BGE-M3 (1024-dim) for Meridian. Here's the factor-by-factor breakdown:
| Factor | Winner | Details |
|---|---|---|
| Quality | BGE-M3 | Higher MTEB benchmark scores. More accurate semantic search, especially on nuanced, closely related knowledge. |
| Multilingual | BGE-M3 | 100+ languages. Will speaks 5 languages. Clients may have multi-language knowledge bases, international teams, non-English source material. nomic is English-only. |
| Scalability | BGE-M3 | 1024-dim is becoming the industry standard. Starting at 768 means migrating later. Starting at 1024 aligns with where the industry is heading. |
| Production validation | BGE-M3 | 6,797 nodes proven in Q's VOHU MANAH system. Ingestion pipeline, retrieval, synthesis, hardening — all battle-tested. |
| Hardware reality | Irrelevant | At Meridian's price point ($100K+ commissions), clients get proper GPUs. The CPU speed difference doesn't apply. |
| Speed (CPU) | nomic | ~2.5x faster on CPU. Matters on Q's current dev hardware. Does not matter on client hardware or Rob's Mac. |
| Size | nomic | 274 MB vs 1.3 GB. Meaningful on 4 GB devices. Meaningless on machines with 64 GB RAM. |
BGE-M3 wins on every factor that matters at Meridian's scale. nomic wins on two factors that only matter in edge cases Meridian isn't optimizing for.
A side-by-side comparison of the three systems:
| Aspect | Rob (GHOSTNET) | Q (VOHU MANAH) | Meridian Base Model |
|---|---|---|---|
| Embedding model | nomic-embed-text (768-dim) | BGE-M3 (1024-dim) | BGE-M3 (1024-dim) |
| Embedding via | Ollama | sentence-transformers (CPU) | Ollama or sentence-transformers |
| Storage | LanceDB | LanceDB | LanceDB |
| Schema | Semi-structured holons (varies) | NODE_SCHEMA (14 fields, enforced) | NODE_SCHEMA (14 fields, enforced) |
| Collections | Custom (holons, dreams, errors) | 7 node + 4 legacy + 1 conv + 1 evergreen | 7 node + errors + dreams (standard set) |
| Knowledge graph | Custom graph layer | kg_edges table (semantic + part_of) | kg_edges (standardized) |
| Interface | Custom agent swarm | Metatekt agent + Alen-Chan + TAO dashboard | Standardized agent layer + client UI |
Rob's security layer, dream engine, and agent swarm architecture sit above the schema layer. They consume knowledge from NODE_SCHEMA collections but don't define the storage format. These are differentiation features — they make Rob's builds unique. The schema standardization happens beneath them, not instead of them.

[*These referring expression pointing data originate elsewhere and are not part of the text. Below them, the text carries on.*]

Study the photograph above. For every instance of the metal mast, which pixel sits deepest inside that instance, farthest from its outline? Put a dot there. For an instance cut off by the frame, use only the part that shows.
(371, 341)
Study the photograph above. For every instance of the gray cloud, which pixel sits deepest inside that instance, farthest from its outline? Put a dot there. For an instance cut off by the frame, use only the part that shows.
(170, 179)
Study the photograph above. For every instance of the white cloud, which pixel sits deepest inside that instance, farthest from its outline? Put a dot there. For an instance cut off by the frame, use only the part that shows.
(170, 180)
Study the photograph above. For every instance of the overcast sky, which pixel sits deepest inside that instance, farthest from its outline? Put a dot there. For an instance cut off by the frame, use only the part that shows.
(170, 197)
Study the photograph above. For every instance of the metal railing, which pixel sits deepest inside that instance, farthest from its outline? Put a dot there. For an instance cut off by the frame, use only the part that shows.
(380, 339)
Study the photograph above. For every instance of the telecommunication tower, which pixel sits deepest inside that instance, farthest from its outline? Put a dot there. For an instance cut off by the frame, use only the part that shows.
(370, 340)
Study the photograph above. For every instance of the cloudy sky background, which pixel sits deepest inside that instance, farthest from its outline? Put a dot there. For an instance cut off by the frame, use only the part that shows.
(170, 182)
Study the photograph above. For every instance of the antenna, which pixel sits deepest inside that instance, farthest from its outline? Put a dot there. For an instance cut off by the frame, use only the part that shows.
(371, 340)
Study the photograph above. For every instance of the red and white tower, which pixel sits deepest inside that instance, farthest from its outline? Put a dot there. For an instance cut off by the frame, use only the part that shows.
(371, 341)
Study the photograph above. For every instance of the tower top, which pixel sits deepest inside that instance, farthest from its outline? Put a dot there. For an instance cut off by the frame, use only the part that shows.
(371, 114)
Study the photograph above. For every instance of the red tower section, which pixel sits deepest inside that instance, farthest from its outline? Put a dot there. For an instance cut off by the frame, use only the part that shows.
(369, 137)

TIER 1: NODE_SCHEMA (the protocol — exchangeable)
Every principle, tactic, error, dream_insight.
14 fields, strictly enforced.
BGE-M3 1024-dim embeddings.
Codex packs contain this tier.
Collective emissions synthesize from this tier.
Any Meridian build can receive any codex pack
because the schema + embedding dimension match.
Collections: principles, tactics, call_examples, book_excerpts,
meta, raw_chunks, calls, errors, dreams
—————————————————————————————————
TIER 2: SYSTEM SCHEMAS (internal — never exchanged)
Conversations, evergreen synthesis pages, snapshots,
agent activity logs, operational state.
Each client's system tables are their own business.
No standardization required.
No codex compatibility needed.
—————————————————————————————————
TIER 3: GRAPH SCHEMA (relationship layer — exchangeable)
kg_edges between NODE_SCHEMA nodes.
edge_id, from_id, to_id, rel_type, weight, notes, created_at
Edges ARE part of codex packs.
They are the knowledge structure — the connections
between principles that make a knowledge bank
more than a list of quotes.
—————————————————————————————————
LEGACY: RETIRE
os_context, reference_sites → migrate to NODE_SCHEMA
or mark as system-only (not codex-compatible).
These collections predate the NODE_SCHEMA standard.
They served their purpose. They don't serve Meridian.